As a composer he won the Oare String Orchestra International Music for Strings Composing Competition (United Kingdom, 2004) with the work Path of Seconds for string orchestra and the 17th Ciutat de Tarragona International Award for Musical Composition (Spain, 2010) with the work Echoes for piano and orchestra. As a conductor he has been invited to conduct orchestras such as the Orquesta Ciudad de Granada (Spain), Orquesta Sinfónica Sinaloa de las Artes (Mexico), the Orquesta Filarmónica de Mendoza (Argentina), and the Orchestre de Catalogne (France). Between 2004 and 2009 he was conductor of the :ca:Cobla Sant Jordi - Ciutat de Barcelona, with which he had recorded for radio stations such as :ca:Catalunya Música and the Radio Nacional de España, and labels such as Harmonia Mundi. In 2005 he was selected as assistant conductor of :ca:Salvador Mas i Conde and :ca:Manel Valdivieso in the :ca:Jove Orquestra Nacional de Catalunya. In 2007 he records part of the soundtrack of Sa majesté Minor by Jean-Jacques Annaud, with music by the Academy Award-nominated composer, Javier Navarrete.

==Works==
- The Donkey Barometer (2012) – Violin, Clarinet and Piano (7’)
- The Procession (2012) – Cobla and Orchestra (10’)
- H2O (2012) – Pierrot Quintet (10’)
- Contrapunctum Lucis (2012) – Organ (10’)
- The Winter Sun (2011) – Chorus, Cobla and Organ (8')
- Echoes (2010) – Solo piano and orchestra (9’)
- The Wheel of Time (2009) – Solo violoncello and orchestra (9')
- The Captive Bird (2008) – Solo flabiol and cobla (12')
- Spiritual Song (2007) – Solo baritone, choir and cobla (9')
- Brionia (sardana) (2007) – Orchestra (5')
- Ave Maria (2007) – Solo tenor and choir (9')
- Twelve Lustrum (sardana) (2006) – Cobla (4')
- Despertaferro (2005, revised in 2010) – Orchestra (9')
- Libera me (2005) – Organ (5')
- Grotesque Variations (2005) – Cobla (7')
- Despertaferro (2004) – Three coblas (9’)
- Brune at Night – Chamber opera (2004) (45')
- Path of Seconds (2003) – String orchestra (4')
- Bells Pealing (2003) – Solo soprano, choir, and chamber orchestra (4')
- At a Quarter of Moon (2003) – Solo mezzo-soprano, female choir and chamber orchestra or organ (6')

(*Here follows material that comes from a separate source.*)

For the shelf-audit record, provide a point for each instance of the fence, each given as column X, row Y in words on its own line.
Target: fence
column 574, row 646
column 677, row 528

- A Peculiar Canon (2002) – Choir (1')
- Tridacna (2002) – Guitar (8')
- Path of Seconds (2001) – Choir (4')
- The Wheel of Time (2001) – Solo violoncello and cobla (9')

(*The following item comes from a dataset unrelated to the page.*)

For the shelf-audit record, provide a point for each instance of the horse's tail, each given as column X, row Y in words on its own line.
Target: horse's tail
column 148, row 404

- Diabolic Scherzo (2000) – String orchestra (9')
- Ceraunia (sardana) (sardana, 2000) – Cobla (4')
- Elegy (1999) – Oboe and bassoon (also violin and violoncello) (2')
- From American Lands (1998) – Cobla (8')
- Prelude and Fugue (arr. 1996) – Cobla (4')
- Winter (1996) – Choir (4')
- Prelude and Fugue (1995, rev. 2010) – Woodwind quartet (4')
- Brionia (sardana) (1992) – Cobla (5')

==Bibliography==
- David Puertas Esteve "Notes de Concert", Barcelona: Sebla Edicions, 2011, p. 214.
- Mercedes Conde Pons (January 2011). "Les veus de la música coral (I)". Revista Musical Catalana, pp. 30–31.
- Francesc Bonastre, Francesc Cortès "Història Crítica de la Música Catalana", Barcelona: Universitat Autònoma de Barcelona (Servei de Publicacions), 2009, p. 503.
- Ana María Dávila, Javier Pérez Senz "Quaderns de Nexus: Compositors d'avui", Barcelona: Caixa de Catalunya Obra Social, 2008, pp. 140–141.
- Carles Riera, Josep Maria Serracant, Josep Ventura "Diccionari d'autors de sardanes i de música per a cobla", Girona: SOM, 2002, p. 158.